Tan ChuXia, Liu Yuan, Li Lijun, Li Ying, Yang Pingting, Duan Yinglong, Wang Xingxing, Zhang Huiyi, Wang Jingying, Zhang Honglian
Health Management Medicine Center, The Third Xiangya Hospital, Central South University, Changsha, Hunan, China.
Nursing Department, The Third Xiangya Hospital, Central South University, 138 Tongzi Po Road, Changsha, Hunan, 410013, China.
BMC Med Inform Decis Mak. 2025 Jul 28;25(1):280. doi: 10.1186/s12911-025-03123-3.
Hyperuricemia (HUA) as a global public health challenge, although its overall epidemiological characteristics have been widely reported, its age-specific risk pattern remains controversial. This study aims to reveal the risk factors of HUA in healthy physical examination populations of different age groups and construct a machine learning-driven risk prediction model to achieve precise intervention.

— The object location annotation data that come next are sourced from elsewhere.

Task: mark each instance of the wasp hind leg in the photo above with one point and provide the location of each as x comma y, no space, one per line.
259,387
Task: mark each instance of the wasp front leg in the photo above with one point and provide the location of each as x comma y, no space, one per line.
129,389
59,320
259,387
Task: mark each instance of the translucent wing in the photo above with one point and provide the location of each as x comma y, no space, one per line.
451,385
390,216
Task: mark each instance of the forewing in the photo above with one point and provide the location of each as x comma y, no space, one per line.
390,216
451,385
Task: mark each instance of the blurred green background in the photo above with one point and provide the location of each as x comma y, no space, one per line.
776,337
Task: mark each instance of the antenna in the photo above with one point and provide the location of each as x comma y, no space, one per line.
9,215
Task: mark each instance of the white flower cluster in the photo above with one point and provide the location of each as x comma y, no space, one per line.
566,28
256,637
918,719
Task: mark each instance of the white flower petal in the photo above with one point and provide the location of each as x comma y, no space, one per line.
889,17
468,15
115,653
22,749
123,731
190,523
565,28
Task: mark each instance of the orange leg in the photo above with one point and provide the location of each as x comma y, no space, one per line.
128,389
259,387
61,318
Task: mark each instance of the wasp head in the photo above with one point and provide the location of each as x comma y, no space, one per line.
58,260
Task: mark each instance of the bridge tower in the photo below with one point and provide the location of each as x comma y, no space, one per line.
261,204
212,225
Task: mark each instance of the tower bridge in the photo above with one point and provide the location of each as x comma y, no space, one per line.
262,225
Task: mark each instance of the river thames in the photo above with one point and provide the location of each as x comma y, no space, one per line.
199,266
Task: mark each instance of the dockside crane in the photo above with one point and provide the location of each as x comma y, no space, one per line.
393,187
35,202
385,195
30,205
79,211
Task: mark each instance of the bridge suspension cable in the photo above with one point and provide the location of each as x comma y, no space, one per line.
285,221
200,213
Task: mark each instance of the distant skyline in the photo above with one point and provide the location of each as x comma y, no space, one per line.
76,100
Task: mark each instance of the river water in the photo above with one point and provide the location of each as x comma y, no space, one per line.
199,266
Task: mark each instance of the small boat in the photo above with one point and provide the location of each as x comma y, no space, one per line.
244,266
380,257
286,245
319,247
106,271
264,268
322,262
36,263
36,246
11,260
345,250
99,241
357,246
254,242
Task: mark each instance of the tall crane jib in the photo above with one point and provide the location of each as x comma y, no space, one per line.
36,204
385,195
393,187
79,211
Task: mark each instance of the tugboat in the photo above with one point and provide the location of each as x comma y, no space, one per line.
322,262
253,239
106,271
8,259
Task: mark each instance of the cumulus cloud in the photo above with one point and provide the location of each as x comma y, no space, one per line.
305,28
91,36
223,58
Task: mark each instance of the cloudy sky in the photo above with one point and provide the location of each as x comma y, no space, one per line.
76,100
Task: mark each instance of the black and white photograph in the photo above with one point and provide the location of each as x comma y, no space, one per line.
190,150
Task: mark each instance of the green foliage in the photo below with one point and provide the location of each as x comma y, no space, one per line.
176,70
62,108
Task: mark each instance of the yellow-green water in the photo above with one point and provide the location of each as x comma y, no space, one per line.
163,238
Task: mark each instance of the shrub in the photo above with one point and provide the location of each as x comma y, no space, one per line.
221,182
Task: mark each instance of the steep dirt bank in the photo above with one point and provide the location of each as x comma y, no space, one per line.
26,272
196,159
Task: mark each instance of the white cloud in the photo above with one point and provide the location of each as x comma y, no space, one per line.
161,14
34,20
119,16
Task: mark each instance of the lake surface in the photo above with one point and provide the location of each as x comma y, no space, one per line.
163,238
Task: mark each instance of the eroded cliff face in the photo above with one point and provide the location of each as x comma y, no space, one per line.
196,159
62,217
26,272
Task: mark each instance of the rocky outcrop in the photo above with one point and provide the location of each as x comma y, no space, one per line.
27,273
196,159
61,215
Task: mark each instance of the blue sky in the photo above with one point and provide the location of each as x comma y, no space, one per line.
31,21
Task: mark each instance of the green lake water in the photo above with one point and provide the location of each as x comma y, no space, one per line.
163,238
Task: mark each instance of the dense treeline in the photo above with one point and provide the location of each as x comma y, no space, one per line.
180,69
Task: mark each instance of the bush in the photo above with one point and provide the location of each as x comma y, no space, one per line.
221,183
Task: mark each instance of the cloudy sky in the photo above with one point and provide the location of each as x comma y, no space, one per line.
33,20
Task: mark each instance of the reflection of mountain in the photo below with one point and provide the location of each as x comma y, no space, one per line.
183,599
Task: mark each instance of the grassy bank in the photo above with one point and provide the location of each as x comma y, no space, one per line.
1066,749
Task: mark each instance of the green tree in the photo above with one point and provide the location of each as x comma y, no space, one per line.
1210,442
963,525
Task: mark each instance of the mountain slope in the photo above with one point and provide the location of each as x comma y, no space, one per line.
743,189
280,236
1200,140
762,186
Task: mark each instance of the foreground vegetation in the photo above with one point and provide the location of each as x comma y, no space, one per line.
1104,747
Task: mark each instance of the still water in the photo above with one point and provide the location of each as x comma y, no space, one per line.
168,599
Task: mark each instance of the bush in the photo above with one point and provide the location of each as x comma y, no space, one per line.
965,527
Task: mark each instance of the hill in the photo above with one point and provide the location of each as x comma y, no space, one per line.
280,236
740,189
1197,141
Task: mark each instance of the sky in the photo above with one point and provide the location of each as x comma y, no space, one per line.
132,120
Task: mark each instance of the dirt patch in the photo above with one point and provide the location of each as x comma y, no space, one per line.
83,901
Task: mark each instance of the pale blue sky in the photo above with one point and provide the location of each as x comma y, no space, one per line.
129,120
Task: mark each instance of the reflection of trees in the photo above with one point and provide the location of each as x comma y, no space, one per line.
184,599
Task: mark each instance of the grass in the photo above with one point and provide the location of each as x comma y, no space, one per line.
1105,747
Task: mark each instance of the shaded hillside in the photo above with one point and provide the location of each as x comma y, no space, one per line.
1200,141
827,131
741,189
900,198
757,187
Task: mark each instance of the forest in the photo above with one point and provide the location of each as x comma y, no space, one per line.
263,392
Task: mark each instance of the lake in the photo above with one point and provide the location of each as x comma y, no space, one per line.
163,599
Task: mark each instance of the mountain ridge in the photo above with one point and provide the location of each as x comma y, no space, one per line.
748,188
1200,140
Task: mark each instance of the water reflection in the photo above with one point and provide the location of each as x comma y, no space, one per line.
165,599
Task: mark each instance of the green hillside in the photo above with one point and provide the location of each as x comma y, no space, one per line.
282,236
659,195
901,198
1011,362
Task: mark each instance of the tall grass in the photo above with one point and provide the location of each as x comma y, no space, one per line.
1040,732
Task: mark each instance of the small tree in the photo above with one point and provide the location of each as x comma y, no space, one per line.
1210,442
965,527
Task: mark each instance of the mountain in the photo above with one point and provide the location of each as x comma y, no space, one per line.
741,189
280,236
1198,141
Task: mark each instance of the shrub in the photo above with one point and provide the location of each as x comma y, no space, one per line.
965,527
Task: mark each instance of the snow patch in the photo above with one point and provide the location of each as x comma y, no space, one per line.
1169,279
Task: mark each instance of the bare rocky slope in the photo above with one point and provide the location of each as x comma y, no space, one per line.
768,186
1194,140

A cross-sectional study design was adopted. A total of 2821 physical examinees from a tertiary hospital from January 2022 to December 2024 were included and divided into 5 groups according to age (Group I: 18-30 years old, n = 185;) Group II: 31-40 years old, n = 532; Group III: 41-50 years old, n = 753; Group IV: 51-60 years old, n = 714; Group V > 60 years old, n = 637. Sociodemographic and health behavior data were collected through electronic questionnaires. Univariate analysis and binary Logistic regression were used in SPSS 27.0 to screen for independent risk factors (P < 0.05). Then, logistic regression (LR), random forest (RF) and eXtreme Gradient Boosting (XGBoost) models were constructed using Python 3.8.2, and rank the feature importance of the optimal model.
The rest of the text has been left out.